Has anyone had issues with a low voltage transformer (in my case a magnetic one) intermittently tripping a CAFI breaker? Seems to only trip if lights have been off for a while and then get turned on.


----------



## joebanana (Dec 21, 2010)

Why do you have a lighting xfmr. on a CAFI ?(AFCI?)


----------



## 480sparky (Sep 20, 2007)

Never heard of 12v landscape lighting transformers that plug into a receptacle?

CAFI=Combination Arc Fault Interrupter.

The inrush current may be tripping the GFCI portion that's built in to many AFCIs.


----------



## JBrzoz00 (Nov 17, 2013)

I mean CAFI as in the kind that detect series and parallel faults not the afci/gfci combos. Only does this on 2 circuits, I have other circuits with the same transformers and the same CAFI breakers, they don't trip intermittently.


----------



## macmikeman (Jan 23, 2007)

What brand arc fault breakers , what brand transformers, for starters.


----------



## Service Call (Jul 9, 2011)

480sparky said:


> Never heard of 12v landscape lighting transformers that plug into a receptacle?
> 
> CAFI=Combination Arc Fault Interrupter.
> 
> The inrush current may be tripping the GFCI portion that's built in to many AFCIs.




They're readily available and in abundance.


----------



## 480sparky (Sep 20, 2007)

Service Call said:


> They're readily available and in abundance.



What is? Landscape lights? Receptacles? Combination AFCI breakers? 12v transformers?


----------



## Service Call (Jul 9, 2011)

12v landscape transformers that plug in.


----------



## 480sparky (Sep 20, 2007)

Service Call said:


> 12v landscape transformers that plug in.


And the relevance of that is...........? :blink:


----------



## Service Call (Jul 9, 2011)

480sparky said:


> Never heard of 12v landscape lighting transformers that plug into a receptacle?QUOTE]
> 
> 
> Just responding to your question.


----------



## daks (Jan 16, 2013)

Swap the CAFI breakers around see if the problem follows the breaker.


----------



## JBrzoz00 (Nov 17, 2013)

Swapped breakers and the problem does not change. I have it nailed down to the transformers. Breakers are square d qo style.


----------



## Majewski (Jan 8, 2016)

Does any load trip afcis or just this/these transformers?


----------



## Service Call (Jul 9, 2011)

One other thing, these transformers are meant for outdoor applications. Why is there an AFCI involved?


----------



## lighterup (Jun 14, 2013)

Service Call said:


> One other thing, these transformers are meant for outdoor applications. Why is there an AFCI involved?

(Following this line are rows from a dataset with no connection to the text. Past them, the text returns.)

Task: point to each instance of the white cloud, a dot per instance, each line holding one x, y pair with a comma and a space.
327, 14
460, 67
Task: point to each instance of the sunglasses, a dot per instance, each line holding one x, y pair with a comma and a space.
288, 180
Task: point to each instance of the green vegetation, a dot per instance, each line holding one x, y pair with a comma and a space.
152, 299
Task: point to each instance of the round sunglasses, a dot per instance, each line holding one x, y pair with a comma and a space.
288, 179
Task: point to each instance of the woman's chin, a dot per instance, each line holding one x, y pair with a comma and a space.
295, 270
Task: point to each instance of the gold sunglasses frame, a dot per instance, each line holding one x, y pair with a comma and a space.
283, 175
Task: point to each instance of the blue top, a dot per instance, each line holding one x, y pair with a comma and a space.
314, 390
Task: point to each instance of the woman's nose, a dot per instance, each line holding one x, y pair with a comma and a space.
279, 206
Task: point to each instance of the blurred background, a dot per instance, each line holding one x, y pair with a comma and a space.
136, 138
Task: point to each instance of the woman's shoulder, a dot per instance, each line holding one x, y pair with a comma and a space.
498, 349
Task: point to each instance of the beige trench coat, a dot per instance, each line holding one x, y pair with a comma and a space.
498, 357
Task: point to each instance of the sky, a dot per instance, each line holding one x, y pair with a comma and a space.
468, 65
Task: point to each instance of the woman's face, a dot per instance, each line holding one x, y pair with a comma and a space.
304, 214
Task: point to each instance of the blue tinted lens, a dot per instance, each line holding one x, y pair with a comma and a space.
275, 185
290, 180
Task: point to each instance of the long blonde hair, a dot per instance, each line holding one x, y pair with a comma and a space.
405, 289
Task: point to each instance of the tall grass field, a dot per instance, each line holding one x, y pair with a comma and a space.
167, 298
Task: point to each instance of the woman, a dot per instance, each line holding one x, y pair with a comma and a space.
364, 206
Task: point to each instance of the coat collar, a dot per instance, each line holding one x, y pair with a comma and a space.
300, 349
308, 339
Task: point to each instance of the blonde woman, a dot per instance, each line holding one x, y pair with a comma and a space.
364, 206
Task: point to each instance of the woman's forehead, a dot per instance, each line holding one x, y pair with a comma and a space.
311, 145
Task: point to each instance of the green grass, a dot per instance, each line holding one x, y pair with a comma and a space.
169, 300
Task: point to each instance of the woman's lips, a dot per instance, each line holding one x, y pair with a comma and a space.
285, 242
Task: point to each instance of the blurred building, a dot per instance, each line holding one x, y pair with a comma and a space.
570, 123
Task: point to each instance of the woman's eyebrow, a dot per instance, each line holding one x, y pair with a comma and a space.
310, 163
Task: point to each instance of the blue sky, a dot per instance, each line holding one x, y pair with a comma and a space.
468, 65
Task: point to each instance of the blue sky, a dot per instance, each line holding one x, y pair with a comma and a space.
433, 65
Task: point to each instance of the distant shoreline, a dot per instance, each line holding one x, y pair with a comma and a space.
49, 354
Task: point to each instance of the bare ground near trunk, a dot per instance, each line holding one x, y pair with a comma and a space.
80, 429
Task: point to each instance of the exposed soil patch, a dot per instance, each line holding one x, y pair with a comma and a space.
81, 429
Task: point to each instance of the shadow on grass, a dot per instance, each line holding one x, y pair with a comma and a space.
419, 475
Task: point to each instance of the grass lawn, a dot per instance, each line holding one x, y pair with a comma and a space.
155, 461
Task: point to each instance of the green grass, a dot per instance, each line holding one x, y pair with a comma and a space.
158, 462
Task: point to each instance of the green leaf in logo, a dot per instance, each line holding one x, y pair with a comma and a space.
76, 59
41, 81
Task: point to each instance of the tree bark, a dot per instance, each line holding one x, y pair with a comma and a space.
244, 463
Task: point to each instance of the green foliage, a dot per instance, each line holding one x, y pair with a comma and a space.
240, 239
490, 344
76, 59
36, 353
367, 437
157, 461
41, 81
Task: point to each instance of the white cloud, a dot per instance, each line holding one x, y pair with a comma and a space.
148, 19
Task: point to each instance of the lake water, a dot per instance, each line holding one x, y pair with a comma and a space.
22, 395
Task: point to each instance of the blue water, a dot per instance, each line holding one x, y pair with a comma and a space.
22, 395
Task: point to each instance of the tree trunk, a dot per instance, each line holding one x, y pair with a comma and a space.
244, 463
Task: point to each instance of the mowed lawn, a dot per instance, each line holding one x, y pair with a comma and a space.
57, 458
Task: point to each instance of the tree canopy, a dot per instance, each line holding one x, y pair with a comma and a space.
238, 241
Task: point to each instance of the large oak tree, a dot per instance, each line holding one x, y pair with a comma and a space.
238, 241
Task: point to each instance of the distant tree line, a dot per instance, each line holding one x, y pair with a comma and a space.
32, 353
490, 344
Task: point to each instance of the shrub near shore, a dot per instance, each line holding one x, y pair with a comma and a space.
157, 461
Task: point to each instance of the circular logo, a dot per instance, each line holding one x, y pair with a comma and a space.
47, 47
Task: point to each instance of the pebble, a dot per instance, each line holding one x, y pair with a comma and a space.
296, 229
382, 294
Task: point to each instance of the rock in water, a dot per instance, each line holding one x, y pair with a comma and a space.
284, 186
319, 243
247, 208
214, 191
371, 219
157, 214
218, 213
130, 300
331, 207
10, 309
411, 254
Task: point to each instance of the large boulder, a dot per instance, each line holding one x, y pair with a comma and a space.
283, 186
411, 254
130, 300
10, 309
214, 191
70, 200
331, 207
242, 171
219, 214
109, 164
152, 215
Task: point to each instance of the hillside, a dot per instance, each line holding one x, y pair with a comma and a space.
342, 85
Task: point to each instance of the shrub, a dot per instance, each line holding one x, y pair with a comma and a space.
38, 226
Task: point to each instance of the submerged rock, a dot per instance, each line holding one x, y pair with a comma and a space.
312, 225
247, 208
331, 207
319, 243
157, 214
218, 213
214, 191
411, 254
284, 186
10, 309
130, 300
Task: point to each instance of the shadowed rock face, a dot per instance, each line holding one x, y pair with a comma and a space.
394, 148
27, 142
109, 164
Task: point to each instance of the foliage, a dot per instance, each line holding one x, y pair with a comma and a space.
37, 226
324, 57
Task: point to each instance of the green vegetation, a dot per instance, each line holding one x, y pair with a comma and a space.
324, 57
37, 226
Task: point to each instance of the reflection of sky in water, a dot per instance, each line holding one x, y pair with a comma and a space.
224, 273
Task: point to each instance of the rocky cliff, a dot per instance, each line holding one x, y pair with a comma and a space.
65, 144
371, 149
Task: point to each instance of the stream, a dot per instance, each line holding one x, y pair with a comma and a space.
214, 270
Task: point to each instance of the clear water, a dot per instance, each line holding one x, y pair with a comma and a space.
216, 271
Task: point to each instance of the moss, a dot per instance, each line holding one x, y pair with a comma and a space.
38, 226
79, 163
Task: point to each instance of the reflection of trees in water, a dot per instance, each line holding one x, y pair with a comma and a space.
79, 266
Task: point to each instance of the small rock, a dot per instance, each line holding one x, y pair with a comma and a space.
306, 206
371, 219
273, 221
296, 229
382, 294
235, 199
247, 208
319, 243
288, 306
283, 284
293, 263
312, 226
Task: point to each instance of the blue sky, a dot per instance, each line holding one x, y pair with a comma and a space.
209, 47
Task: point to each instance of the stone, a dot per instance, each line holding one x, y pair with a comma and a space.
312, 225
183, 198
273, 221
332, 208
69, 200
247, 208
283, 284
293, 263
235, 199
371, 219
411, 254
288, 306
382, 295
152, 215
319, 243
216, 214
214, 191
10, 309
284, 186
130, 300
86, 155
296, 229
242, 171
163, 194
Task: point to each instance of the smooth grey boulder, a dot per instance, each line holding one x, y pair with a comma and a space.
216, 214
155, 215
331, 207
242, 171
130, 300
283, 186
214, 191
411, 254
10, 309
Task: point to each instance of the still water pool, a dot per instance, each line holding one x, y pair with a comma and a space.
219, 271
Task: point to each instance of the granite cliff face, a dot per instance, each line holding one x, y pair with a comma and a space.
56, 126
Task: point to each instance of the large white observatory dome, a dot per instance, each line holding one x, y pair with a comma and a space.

I wondered the same thing , then thought maybe installer pulled 
120v power from an indoor source , probably sharing the same 
external wall.
I would not do it this way but just guessing.
If I were the installer , I would put landscape transformer lighting
on its own 20 amp gfci protected circuit (or WP gfci).

Having said all of this , I am not even sure original post is talking
about outdoor landscape low voltage lighting. The lighting was not
specified , just the transformer. To my knowledge those are rated
for outdoor use only.


----------



## JBrzoz00 (Nov 17, 2013)

It's just these transformers, one is for some post lights on the front steps on the foyer entry circuit. 

One is on the 2nd floor living room circuit for the 2nd floor deck post lights on the living room circuit.

I have a 3rd that is for some post lights on a 3rd floor deck, this one has never tripped the afci.

Transformers are rated for indoor/outdoor. The 120 plug in is only 2 wire, no ground.


----------



## MikeFL (Apr 16, 2016)

Try contacting the xfrmr manufacturer and see what they say.


----------